I have following class:

class User
{
public:
    User(const string& username) {
         m_username = username;
    }

    string username() const {
        return m_username;
    }

    void setUsername(const string &username) {
        m_username = username;
    }

private:
    string m_username;
};

Here is main.cpp code

User *createUser() {
    string username = "someUser";
    User *u = new User(username);
    return u;
}

int main(int argc, char *argv[])
{
    User *u2 = createUser();
    cout << u2->username() << endl;
    return 0;
}

In function createUser() I'm creating local variable username and pass it by reference to User class constructor. When function ends, variable username goes out of scope, therefore value of m_username member of class User should deleted.
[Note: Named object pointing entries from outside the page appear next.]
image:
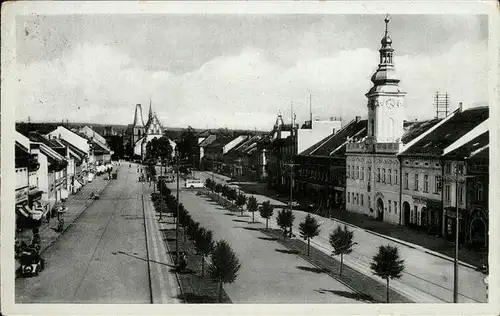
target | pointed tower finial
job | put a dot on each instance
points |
(387, 20)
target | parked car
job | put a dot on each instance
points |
(194, 183)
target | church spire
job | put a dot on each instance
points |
(386, 72)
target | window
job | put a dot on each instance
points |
(447, 192)
(460, 194)
(447, 168)
(479, 192)
(415, 214)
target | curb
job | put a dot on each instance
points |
(176, 274)
(147, 249)
(410, 245)
(50, 243)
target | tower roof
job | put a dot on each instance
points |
(138, 121)
(386, 73)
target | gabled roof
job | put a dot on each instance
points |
(73, 148)
(39, 138)
(244, 145)
(436, 141)
(334, 145)
(204, 133)
(207, 141)
(474, 147)
(417, 128)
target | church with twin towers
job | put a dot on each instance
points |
(143, 133)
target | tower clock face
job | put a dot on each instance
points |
(391, 103)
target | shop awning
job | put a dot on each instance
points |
(33, 214)
(35, 193)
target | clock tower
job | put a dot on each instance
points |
(385, 99)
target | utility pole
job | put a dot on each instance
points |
(457, 177)
(291, 165)
(177, 220)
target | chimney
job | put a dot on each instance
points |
(138, 121)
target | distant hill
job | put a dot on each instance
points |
(172, 132)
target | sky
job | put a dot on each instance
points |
(239, 71)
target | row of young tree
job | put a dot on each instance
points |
(386, 263)
(223, 265)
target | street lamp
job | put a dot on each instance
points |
(177, 220)
(458, 177)
(291, 165)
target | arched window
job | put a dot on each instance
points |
(391, 128)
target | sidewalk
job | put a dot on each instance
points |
(416, 239)
(76, 204)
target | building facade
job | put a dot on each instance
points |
(142, 133)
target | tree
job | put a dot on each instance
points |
(224, 265)
(266, 211)
(252, 206)
(208, 184)
(241, 199)
(309, 228)
(218, 190)
(387, 264)
(285, 220)
(184, 219)
(204, 245)
(341, 241)
(193, 228)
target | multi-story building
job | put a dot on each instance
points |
(465, 179)
(142, 133)
(423, 167)
(373, 168)
(320, 171)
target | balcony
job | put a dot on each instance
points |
(356, 147)
(391, 148)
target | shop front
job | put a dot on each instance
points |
(450, 223)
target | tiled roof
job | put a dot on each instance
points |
(434, 143)
(219, 142)
(207, 141)
(414, 129)
(334, 145)
(476, 146)
(39, 138)
(75, 149)
(245, 145)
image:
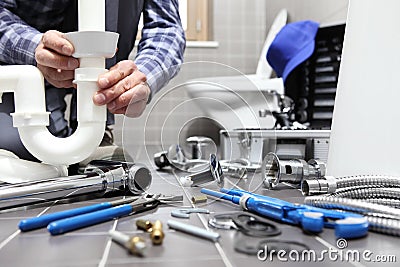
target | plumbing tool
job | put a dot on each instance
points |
(312, 219)
(246, 223)
(193, 230)
(144, 203)
(199, 199)
(185, 213)
(121, 177)
(44, 220)
(69, 220)
(135, 245)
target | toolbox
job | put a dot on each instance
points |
(254, 144)
(312, 85)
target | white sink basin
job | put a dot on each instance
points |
(236, 101)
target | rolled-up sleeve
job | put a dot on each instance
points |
(18, 40)
(161, 48)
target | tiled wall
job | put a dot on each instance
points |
(240, 28)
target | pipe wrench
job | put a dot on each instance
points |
(311, 219)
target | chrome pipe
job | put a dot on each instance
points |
(101, 180)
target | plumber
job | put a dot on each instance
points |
(32, 33)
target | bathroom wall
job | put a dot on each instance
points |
(240, 28)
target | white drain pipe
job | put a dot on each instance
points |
(92, 44)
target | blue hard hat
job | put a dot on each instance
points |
(292, 45)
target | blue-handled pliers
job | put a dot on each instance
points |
(65, 221)
(312, 219)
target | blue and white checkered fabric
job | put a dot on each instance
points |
(160, 50)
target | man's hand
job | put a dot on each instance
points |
(54, 59)
(123, 88)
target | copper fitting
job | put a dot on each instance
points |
(157, 234)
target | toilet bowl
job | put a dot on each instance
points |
(237, 101)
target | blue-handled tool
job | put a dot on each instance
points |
(69, 224)
(44, 220)
(312, 219)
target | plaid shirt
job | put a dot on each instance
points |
(160, 50)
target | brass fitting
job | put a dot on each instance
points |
(136, 246)
(144, 225)
(157, 234)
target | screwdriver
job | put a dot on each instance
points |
(69, 224)
(44, 220)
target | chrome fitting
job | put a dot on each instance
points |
(325, 185)
(294, 171)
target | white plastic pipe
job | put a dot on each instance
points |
(16, 170)
(365, 128)
(30, 114)
(31, 118)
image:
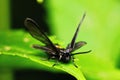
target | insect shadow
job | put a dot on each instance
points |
(64, 55)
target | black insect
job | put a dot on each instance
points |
(64, 55)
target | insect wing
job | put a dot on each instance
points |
(77, 45)
(72, 44)
(38, 34)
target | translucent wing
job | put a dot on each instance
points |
(77, 45)
(72, 44)
(38, 34)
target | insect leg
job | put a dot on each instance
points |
(72, 58)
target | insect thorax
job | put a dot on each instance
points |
(64, 56)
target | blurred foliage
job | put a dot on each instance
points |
(100, 30)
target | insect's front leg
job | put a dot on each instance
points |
(72, 58)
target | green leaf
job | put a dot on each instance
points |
(100, 30)
(16, 52)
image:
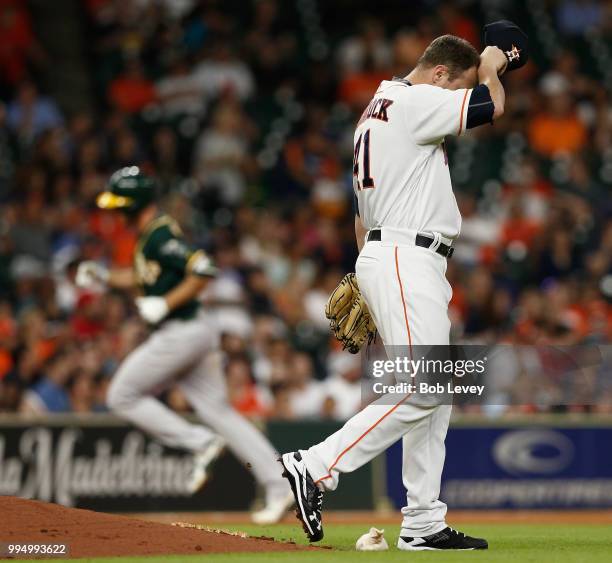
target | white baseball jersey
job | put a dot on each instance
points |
(400, 169)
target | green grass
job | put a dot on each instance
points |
(507, 543)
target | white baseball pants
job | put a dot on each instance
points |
(406, 289)
(186, 353)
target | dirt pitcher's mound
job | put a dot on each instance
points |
(91, 534)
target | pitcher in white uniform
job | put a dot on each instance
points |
(405, 224)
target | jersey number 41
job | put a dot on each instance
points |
(366, 180)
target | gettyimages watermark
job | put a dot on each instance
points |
(545, 376)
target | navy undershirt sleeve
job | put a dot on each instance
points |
(480, 108)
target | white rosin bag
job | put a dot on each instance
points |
(374, 540)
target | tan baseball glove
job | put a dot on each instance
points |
(349, 316)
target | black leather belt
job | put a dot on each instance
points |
(421, 240)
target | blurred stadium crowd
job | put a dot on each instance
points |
(245, 112)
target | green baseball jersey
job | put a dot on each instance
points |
(163, 259)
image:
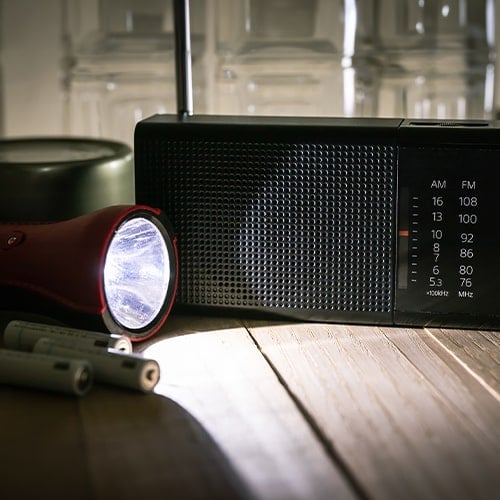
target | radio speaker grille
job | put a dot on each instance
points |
(277, 226)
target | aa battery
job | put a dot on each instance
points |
(48, 372)
(110, 366)
(22, 335)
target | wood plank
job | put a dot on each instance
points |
(213, 370)
(147, 446)
(478, 352)
(41, 440)
(382, 409)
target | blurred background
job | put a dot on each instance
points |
(93, 68)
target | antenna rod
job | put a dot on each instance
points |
(183, 71)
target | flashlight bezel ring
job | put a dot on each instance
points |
(158, 219)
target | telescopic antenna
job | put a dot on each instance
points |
(183, 71)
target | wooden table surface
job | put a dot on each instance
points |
(271, 410)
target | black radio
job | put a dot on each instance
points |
(355, 220)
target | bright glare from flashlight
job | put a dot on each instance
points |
(136, 273)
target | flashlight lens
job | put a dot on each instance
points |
(136, 273)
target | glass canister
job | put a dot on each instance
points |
(436, 58)
(125, 71)
(278, 57)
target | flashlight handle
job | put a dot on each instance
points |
(60, 261)
(48, 372)
(22, 335)
(110, 367)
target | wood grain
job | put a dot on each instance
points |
(478, 351)
(397, 414)
(213, 370)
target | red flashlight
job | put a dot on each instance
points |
(115, 268)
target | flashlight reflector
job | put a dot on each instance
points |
(136, 273)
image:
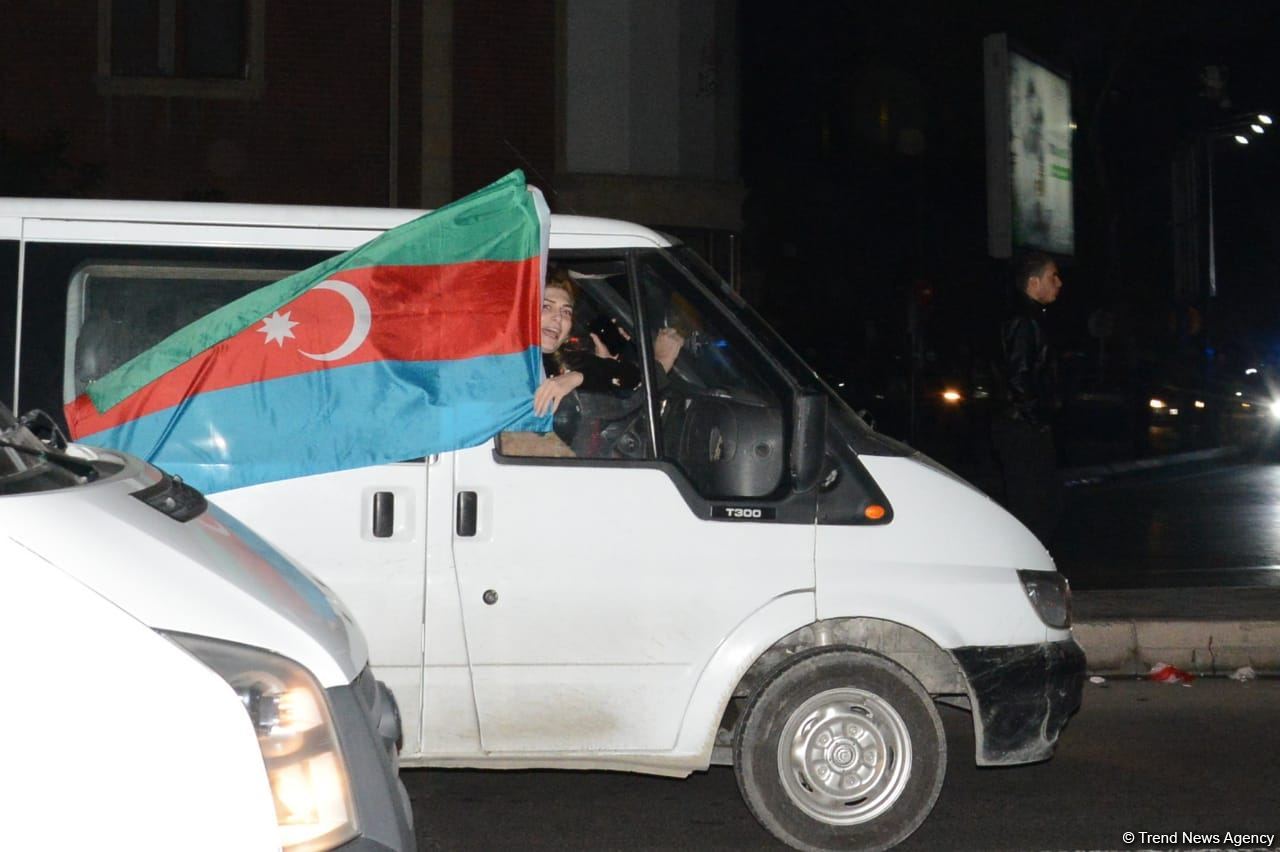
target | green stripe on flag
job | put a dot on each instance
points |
(498, 223)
But is still accessible outside of this function, e.g. main method prints "someUser" to console.

Why?

Answer 1

The username local variable in createUser goes out of scope and is deleted.

The m_username member variable in the User instance is a completely separate variable, and it is not deleted at that point, because there's no reason it would be deleted.

This has nothing to do with whether you pass it to the constructor by reference or not.

You might be thinking of a similar but different situation - if m_username was a reference to the local variable (instead of being a completely unrelated variable) you would have a problem:

class User
{
public:
    User(const string& username)
        : m_username(username)
    {
    }

    string username() const {
        return m_username; // <---- Undefined behaviour HERE
        // where the variable that m_username refers to is accessed,
        // but that variable's already been destroyed.
    }

private:
    const string &m_username; // <---- now a reference
};

Here is main.cpp code

User *createUser() {
    string username = "someUser";
    User *u = new User(username);
    return u;
}

int main(int argc, char *argv[])
{
    User *u2 = createUser();
    cout << u2->username() << endl;
    return 0;
}

Answer 2

When function ends, variable username goes out of scope, therefore value of m_username member of class User should deleted.

That's not right. I don't see the implementation of your User constructor, but i guess it just does a copy of given string. m_username has no further link to your local variable, it's an own instance.